Which brings us to...

The politics.

In a number of other states, the nuclear industry has successfully won subsidies for its zero-emissions attributes - in other words, the fact that those clouds coming out of the cooling towers are only steam, and not pollutants that contribute to lung disease or climate change.

The ongoing campaign arrived in Pennsylvania two years ago, resulting in subsidy proposals in both the state House and state Senate. But supporters found the going harder here than in Illinois, New York or New Jersey.

Unlike those other three states, Pennsylvania is a national leader in both natural gas and coal production. Lawmakers representing those fossil fuel regions were always going to be slow to support what those industries characterized as a bail-out for nuclear plants.

Add in a sustained, multi-million dollar anti-subsidy advocacy campaign funded by gas and oil interests, and pro-nukes interests had a real war on their hands.

Then too, there is a large contingent of Republican members in both the House and Senate GOP majorities who are devoted to free-market philosophies, and therefore naturally opposed to putting a governmental thumb on a deregulated energy scale that - over the last 10 years - has reduced wholesale energy prices and cut carbon emissions in Pennsylvania.

The subsidy, after all, would have cost residential and commercial electric ratepayers a cumulative $500 million a year, according to several estimates.

Enough members were troubled by that thumb on the scale, as it turned out, that GOP leaders like House Majority Leader Bryan Cutler, R-Lancaster, or Senate Majority Leader Jake Corman, R-Centre County - neither of whom publicly endorsed the subsidy bills - could never declare that they had a majority of their majorities in favor of moving forward.

“We never got to a point we had a majority or even a near majority of our caucus," conceded Sen.
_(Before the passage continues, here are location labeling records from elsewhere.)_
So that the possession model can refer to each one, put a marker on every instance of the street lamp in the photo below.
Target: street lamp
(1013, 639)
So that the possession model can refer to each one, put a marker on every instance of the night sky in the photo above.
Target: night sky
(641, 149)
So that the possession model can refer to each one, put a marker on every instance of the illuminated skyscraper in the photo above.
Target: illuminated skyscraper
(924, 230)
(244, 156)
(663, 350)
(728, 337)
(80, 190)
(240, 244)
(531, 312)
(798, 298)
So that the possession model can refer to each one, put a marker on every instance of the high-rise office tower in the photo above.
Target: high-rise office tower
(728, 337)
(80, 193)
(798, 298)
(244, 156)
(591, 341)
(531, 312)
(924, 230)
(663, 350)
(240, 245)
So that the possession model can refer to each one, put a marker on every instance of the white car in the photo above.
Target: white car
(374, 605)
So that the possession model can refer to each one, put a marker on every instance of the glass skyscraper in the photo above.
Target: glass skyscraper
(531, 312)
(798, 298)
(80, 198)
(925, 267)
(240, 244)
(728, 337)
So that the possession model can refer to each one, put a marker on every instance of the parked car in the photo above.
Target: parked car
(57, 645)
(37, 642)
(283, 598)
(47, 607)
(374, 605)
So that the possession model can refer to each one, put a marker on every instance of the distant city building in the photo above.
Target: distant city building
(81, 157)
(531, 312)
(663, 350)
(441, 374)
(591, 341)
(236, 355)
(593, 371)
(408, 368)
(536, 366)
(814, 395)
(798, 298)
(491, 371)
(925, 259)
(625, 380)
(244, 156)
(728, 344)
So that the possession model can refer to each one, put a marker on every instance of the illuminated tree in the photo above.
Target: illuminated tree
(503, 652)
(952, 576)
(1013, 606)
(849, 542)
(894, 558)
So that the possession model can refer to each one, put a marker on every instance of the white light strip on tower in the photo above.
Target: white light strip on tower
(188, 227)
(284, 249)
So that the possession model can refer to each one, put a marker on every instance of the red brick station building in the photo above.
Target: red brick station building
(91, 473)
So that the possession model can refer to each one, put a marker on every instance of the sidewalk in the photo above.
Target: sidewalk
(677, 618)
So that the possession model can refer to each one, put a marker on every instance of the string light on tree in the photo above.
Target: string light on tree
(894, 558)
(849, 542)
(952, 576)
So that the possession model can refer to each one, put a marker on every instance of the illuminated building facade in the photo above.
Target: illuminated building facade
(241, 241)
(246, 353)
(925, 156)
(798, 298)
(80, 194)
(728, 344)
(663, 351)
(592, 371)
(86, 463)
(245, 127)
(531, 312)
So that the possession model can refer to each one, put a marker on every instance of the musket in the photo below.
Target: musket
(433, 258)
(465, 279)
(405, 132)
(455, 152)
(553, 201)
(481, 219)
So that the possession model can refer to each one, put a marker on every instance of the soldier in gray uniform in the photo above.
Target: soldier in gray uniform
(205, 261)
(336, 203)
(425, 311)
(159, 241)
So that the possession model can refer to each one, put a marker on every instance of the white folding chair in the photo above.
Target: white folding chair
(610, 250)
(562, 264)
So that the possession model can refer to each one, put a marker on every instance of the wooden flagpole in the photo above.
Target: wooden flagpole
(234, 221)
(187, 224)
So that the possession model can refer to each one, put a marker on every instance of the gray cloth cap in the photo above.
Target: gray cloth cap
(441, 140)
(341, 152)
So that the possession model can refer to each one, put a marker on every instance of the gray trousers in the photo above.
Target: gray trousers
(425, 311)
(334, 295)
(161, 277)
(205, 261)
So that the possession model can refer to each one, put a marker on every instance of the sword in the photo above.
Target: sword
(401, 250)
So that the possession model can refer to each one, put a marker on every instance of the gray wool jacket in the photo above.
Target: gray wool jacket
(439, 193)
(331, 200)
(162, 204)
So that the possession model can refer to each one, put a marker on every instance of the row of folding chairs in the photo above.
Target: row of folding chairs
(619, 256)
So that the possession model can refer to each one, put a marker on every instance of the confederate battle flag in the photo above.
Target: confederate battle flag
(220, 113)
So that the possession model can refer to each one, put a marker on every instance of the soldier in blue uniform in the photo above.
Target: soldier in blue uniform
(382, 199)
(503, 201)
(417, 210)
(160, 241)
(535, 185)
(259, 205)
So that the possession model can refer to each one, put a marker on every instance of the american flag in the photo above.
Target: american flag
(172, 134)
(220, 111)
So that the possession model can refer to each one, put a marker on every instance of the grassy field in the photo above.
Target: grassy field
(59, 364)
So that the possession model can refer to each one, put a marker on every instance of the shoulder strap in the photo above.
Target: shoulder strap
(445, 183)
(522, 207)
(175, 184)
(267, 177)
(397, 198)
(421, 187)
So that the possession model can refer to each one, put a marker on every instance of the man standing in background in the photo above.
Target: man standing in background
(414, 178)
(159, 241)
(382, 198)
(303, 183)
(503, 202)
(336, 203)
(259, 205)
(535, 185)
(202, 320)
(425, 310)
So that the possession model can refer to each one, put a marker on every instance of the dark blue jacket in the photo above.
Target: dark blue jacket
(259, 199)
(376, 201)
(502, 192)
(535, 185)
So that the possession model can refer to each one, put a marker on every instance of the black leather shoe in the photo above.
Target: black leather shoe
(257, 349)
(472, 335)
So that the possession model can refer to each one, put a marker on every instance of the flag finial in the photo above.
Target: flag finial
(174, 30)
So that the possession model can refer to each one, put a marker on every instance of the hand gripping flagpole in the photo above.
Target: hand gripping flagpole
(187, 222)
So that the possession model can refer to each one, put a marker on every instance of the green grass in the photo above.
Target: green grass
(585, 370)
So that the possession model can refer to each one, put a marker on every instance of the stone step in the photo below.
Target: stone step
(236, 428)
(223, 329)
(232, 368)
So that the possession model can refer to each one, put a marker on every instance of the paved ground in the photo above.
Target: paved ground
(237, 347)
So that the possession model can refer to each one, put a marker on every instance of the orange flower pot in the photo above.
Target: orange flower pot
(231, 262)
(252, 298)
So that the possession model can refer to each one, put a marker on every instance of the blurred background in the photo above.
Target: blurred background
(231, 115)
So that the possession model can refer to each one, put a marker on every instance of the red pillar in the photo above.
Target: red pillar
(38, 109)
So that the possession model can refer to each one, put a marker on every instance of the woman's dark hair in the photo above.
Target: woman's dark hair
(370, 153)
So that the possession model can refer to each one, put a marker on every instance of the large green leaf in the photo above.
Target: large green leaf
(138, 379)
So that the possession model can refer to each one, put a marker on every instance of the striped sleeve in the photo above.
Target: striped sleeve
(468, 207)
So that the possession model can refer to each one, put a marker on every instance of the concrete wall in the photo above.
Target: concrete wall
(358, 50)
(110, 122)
Ryan Aument, R-Lancaster County and a leader of the bicameral nuclear caucus.

There wasn’t enough time for a courtship between environmentalists who want to see a greater push for wind, solar and other renewable energy resources in Pennsylvania and the pro-nuclear forces to develop into a full-blown policy romance as has blossomed in places like Illinois or New Jersey.

Finally, Gov. Tom Wolf failed to give a clear sign of support for the subsidy bills as proposed, or to publicly push any alternatives, even though taking policy steps to preserve the state’s nuclear fleet is part of the recommendations in the state’s latest Climate Change Action plan.

Wolf’s press secretary, J.J. Abbott, pushed back Wednesday on criticism that the governor was not engaged, noting the administration had worked the issue hard behind the scenes.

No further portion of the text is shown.